We can speculate on why Wizards has this policy — whether they want to keep a clear distinction between Magic and Poker, whether there are legal restrictions or complications, whether gambling changes their tax status, etc. etc. It does not matter why. All that matters, from a judge’s perspective, is that Wizards forbids gambling.

Magic players, as a general rule, love to gamble. Many play poker. Many pro’s PT stories include descriptions of side bets, playing the “credit card game” at dinner, etc.

Speaking as a judge, what players do anywhere outside the venue is not our concern. However, we cannot allow gambling at the event. If we see something in the venue, we have to act.

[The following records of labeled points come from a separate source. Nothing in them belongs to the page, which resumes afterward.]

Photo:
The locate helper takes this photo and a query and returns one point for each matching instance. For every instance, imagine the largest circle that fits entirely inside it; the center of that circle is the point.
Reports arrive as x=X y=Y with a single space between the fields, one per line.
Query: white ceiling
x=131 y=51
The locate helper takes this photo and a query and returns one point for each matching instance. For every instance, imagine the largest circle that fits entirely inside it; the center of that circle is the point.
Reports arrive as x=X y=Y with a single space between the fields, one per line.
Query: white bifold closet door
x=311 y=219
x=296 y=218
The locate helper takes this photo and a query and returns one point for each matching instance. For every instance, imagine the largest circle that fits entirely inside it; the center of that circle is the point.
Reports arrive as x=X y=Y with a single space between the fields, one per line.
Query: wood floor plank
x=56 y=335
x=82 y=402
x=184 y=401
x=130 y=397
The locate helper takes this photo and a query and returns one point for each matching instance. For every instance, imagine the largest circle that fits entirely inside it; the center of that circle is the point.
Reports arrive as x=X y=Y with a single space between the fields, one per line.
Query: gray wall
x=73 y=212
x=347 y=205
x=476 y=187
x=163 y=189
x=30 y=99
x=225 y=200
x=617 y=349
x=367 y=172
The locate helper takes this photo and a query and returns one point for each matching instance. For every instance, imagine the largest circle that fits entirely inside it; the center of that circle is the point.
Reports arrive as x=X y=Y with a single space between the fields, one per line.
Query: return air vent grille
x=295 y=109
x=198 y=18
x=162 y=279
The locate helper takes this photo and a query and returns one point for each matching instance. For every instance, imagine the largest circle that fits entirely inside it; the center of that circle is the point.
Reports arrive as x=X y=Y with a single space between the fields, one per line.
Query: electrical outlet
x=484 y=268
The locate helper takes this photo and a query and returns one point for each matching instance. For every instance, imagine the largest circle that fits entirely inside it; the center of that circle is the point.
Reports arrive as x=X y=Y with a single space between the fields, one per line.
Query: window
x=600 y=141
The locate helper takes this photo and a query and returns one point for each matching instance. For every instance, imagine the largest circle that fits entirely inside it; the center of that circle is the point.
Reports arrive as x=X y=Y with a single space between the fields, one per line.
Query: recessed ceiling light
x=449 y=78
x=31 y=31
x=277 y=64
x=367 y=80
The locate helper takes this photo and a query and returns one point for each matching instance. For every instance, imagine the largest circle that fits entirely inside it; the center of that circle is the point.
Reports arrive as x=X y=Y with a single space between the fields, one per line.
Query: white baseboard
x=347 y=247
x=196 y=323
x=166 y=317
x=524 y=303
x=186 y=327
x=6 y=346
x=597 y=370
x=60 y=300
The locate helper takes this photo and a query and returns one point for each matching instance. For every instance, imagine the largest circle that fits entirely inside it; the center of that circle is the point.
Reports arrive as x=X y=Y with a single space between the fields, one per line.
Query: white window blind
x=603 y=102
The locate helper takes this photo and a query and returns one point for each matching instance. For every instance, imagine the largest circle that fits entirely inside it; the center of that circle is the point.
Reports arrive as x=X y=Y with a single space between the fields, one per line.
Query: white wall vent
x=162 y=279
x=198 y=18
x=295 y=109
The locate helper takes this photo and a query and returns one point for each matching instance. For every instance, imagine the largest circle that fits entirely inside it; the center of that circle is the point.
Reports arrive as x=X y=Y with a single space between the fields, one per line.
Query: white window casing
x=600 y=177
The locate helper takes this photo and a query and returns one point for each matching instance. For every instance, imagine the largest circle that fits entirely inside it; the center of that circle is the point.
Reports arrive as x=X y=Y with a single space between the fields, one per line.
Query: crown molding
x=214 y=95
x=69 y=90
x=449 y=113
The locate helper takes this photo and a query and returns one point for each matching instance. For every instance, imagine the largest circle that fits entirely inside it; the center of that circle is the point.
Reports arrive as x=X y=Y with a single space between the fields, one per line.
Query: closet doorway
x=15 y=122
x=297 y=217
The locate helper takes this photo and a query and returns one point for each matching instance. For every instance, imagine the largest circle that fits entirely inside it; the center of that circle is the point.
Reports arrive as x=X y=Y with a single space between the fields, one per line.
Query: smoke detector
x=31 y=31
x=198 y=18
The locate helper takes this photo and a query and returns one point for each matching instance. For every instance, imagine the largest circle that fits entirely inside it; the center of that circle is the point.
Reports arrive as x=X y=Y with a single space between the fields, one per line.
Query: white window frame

I have seen people unpacking a poker set — one of the steel cases with chips, cards, etc. They hadn’t started dealing or playing, so I preempted the problem. I walked up and told them “I know that you are just showing your friends your nice poker set. I know you are not intending to play here, because Wizards does not allow it and I would have to boot you out of the venue if you started to gamble here. I would also suggest that you pack that back up before someone misunderstands what you are doing, and you get into trouble. If you do want to play, try the hotel lobby — there are some round tables in the back.” Had they been actually playing already, that approach would not have worked, but part of judging can be stepping in before things go too far.

The same thing is true about bets — if we don’t hear it, we don’t have to worry about whether players have them or not. If we hear players talk about them, we have to act.

Players: as a judge, I asking you to please make my life easier. Don’t make me do the paperwork that comes from DQing you.